The Ohio state health department is being sued for their involvement in the CVS Caremark case divulging the identities of 6,000 HIV patients.

The case focuses on a mailing sent by CVS in relation to a program of the Ohio Department of Health. CVS Caremark has been sued for their role in the incident last March 2018. Now, it's the health department's turn.

The Case Against Health Department, CVS

According to the Columbus Dispatch, CVS Caremaker agreed to be a pharmacy-benefit manager for the state's HIV drug-benefits program. In relation to this role, CVS sent a mass mailing to 6,000 patients.

This mailing included the recipient's name and address, along with the designation "PM 6402 HIV" right above the name.

"They wholesale delivered personal health information," Terry Kilgore, the Cleveland-based attorney who filed the class-action suit in the Ohio Court of Claims, points out in Dispatch.

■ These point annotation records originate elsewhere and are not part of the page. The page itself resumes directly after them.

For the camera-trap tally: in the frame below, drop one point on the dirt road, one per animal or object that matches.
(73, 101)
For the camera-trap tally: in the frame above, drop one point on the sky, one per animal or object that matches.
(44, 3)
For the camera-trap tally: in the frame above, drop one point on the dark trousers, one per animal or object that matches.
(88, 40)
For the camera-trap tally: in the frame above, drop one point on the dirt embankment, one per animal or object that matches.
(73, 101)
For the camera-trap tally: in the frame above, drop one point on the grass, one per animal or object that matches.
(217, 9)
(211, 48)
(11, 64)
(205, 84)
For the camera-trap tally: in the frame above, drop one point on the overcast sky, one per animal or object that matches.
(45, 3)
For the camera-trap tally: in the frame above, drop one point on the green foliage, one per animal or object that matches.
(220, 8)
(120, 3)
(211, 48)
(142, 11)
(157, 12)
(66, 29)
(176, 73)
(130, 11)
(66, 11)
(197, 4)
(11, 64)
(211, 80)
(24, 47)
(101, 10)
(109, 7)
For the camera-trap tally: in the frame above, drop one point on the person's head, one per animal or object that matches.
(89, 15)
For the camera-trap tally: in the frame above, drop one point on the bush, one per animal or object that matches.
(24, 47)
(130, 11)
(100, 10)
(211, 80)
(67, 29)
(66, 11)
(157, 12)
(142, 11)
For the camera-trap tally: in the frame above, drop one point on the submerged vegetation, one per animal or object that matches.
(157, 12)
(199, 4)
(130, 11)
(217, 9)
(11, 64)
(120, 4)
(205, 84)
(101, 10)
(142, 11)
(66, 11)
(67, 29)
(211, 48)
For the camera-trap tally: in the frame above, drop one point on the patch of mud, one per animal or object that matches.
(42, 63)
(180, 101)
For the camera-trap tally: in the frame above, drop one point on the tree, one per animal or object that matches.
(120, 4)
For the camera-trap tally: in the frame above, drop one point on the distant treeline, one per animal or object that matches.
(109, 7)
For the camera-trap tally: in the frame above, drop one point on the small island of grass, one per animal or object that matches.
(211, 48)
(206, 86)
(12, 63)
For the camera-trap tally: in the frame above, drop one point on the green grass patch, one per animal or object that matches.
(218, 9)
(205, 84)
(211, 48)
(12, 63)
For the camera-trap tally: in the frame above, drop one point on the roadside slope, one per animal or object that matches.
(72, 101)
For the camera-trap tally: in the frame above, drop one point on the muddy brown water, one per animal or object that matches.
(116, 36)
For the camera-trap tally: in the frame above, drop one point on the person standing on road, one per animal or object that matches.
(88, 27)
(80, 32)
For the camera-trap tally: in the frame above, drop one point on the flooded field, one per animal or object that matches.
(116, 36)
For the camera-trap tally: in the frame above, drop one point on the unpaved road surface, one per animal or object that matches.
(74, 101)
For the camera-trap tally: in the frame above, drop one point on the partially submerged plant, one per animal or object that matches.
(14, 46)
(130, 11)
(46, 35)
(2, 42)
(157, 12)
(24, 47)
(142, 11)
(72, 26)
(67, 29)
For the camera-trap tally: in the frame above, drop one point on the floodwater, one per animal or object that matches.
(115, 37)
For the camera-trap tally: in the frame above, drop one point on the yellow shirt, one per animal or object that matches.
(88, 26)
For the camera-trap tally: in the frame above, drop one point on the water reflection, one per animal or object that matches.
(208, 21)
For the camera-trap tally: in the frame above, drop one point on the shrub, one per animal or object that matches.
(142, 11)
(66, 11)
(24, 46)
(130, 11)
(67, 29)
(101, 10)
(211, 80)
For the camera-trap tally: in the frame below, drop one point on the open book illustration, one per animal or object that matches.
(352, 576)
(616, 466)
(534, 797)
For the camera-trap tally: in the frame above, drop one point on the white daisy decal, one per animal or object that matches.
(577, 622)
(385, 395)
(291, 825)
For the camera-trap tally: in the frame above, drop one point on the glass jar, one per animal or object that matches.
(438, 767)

Kilgore adds that there are patients who opt to keep their HIV status under wraps for a variety of reasons including the risk of being uninsurable.

"Persons with HIV are still subject to stigma, humiliation, mental anguish, embarrassment, and stress based on their HIV status," the complaint against CVS states in a report from Dayton Daily News last March. "They may also run the risk of the loss of housing, relationships, and employment when their HIV status is revealed."

The suit is claiming the Ohio Department of Health wrongfully allowed CVS to send out a mailing of CVS membership cards to participants of the Ohio HIV Drug Assistance Program. At that time, many of the recipients did not have an existing relationship with CVS, which means they haven't authorized the company to access their information.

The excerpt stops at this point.